Texas has an annual “structural deficit” of about $4.5 billion per year. It was created in 2006 by Gov. Rick Perry and the GOP controlled Texas Legislature. What at the time was billed as a tax-swap of 2006 was nothing of the kind. While it lowered property taxes, the taxes it created to offset that have been way too small to make up the difference – creating the structural deficit. Here’s how it was describes last year during the legislative session, Deficit or awash in cash?
Remember when lawmakers cut school property taxes three years ago? Dropping the maintenance and operation tax rate from $1.50 per $100 valuation costs the state more than $7 billion every year for public education.
And the new business franchise tax and cigarette tax increase generates about $2.5 million more than the old franchise tax – leaving a gap of nearly $5 billion.
“That’s called a structural deficit,” Rep. Scott Hochberg, D-Houston, said. “I don’t think it’s a surprise or any new finding that we have a structural deficit. It was very clear that we passed tax cut bills that had greater costs to them than the replacement tax bills.”

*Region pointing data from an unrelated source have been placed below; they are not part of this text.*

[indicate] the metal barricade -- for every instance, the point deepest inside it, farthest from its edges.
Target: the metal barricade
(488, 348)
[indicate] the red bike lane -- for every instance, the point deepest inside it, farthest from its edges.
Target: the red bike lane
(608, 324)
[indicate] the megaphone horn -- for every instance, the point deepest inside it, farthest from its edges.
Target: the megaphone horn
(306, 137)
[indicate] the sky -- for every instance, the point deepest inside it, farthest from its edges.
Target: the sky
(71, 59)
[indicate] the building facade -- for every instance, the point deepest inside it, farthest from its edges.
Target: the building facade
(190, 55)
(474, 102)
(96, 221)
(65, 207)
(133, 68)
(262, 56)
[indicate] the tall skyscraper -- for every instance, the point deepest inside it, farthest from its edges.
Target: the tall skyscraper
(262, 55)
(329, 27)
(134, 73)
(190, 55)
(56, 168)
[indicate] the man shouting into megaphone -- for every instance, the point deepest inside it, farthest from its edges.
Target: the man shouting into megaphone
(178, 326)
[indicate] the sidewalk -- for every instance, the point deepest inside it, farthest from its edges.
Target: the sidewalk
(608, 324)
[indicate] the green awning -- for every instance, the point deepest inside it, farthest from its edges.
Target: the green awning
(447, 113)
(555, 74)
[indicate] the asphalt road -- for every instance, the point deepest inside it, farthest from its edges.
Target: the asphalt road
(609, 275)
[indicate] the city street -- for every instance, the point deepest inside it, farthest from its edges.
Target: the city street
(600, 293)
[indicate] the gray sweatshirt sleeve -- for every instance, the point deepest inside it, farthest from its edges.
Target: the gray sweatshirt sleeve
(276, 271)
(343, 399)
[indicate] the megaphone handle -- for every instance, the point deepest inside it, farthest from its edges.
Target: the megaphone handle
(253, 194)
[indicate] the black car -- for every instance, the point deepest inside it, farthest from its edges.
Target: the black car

Of course the problems were known with Perry and the Texas GOP’s “tax-swap” scheme when it was passed. From the Center for Public Policy Priorities Policy Page titled Digging a Hole: Special Session Tax and School-Finance Package Creates $10.5 Billion Deficit in 2008-09 Budget
The fiscal notes for the tax and school-finance bills passed during the special session reveal a gap of $10.5 billion between the expected costs of HB 1 and anticipated revenues from HB 3, 4,and 5 in 2008-09. This deficit will place tremendous pressure on the next state budget, which could cause severe budget cutbacks, an increase in the state sales tax or other state taxes, an expansion of gambling as a source of revenue, or all of the above.
What is the net result?
Combining the estimated costs of HB 1 with the estimated revenue from HB 3, 4, and 5 reveals a potentially disastrous gap in future budgets. As the table below shows, the expected deficit in 2008-09 is $10.48 billion,growing to $11.12 billion in 2010-11. This deficit will place tremendous pressure on the next state budget, which could cause severe budget cutbacks, an increase in the state sales tax or other state taxes, an expansion of gambling as a source of revenue, or all of the above.
Of course Perry and the Texas GOP caught a break last year when it received help from the federal government. The problem was able to be overcome in the last budget cycle by using the federal stimulus money. The point is Perry, Dewhurst, and the rest of the GOP knowingly created a deficit in 2006. Why? Well this has been part of the GOP’s plan since Reagan became president. To create large deficits in order to force cuts to social programs and public education, which have long been the biggest enemy of those on the far right. They don’t believe the government should be involved in giving people a hand up, whether it’s health care for children or an education.
Jason Embry in the AAS on Wednesday put it this way, Budget mess got going with 2006 property tax cuts.
A picture of how the state could look after a budget shortfall hits next year is starting to emerge.
Fewer guards would patrol state prisons. Universities would postpone facility upgrades. Doctors would get less money for seeing Medicaid patients.
We don’t yet know how deep the cuts will be. What we do know is how we got here, and it’s not for the reason state leaders want you to believe.
The economic downturn isn’t helping the shortfall, but it’s not driving it, either. The driving factor is a decision by Gov. Rick Perry and the Legislature in 2006 to reduce property taxes by $14 billion every two years and raise only about $9 billion to replace that money. In other words, the Legislature committed $5 billion every two years to holding down property taxes instead of spending that money on education, public safety or other priorities.
Then the state’s new business tax brought in drastically less than projected, and that $5 billion gap turned into a nearly $9 billion gap. Lawmakers from both parties did little to address that reality when they met in 2009, and in fact they made the gap a little wider by exempting 40,000 small businesses from the new tax.
And as he goes on to point out, if taxes are not increased there will be sizable cuts in spending. More like the draconian cuts that were made 2003.
Essentially what all of this shows is that much of Texas’ deficit was pre-determined, no matter how the overall economy in Texas and our country overall has been functioning. And while our governor is on TV telling us how many times he “cut” taxes, he won’t say anything about the structural deficit he signed into law in 2006. And Perry’s GOP opponents are quick to chastise him for the 2006 tax swap scheme because it raised taxes on corporations and some business, they don’t mention the fact that it created structural deficit. Probably because if they did they would have to say what the would do to fix it, and they don’t want to debate that.
As another CPPP report points out, “..Texas is a low-tax state, with a structural deficit.” If we want to educate our children it’s going to cost money. And it’s untrue, no matter how many times that guy with the good hair on TV says it, that Texas can provide the essential services to it’s people, do what’s morally right, allow them to live with dignity and have tax cuts too.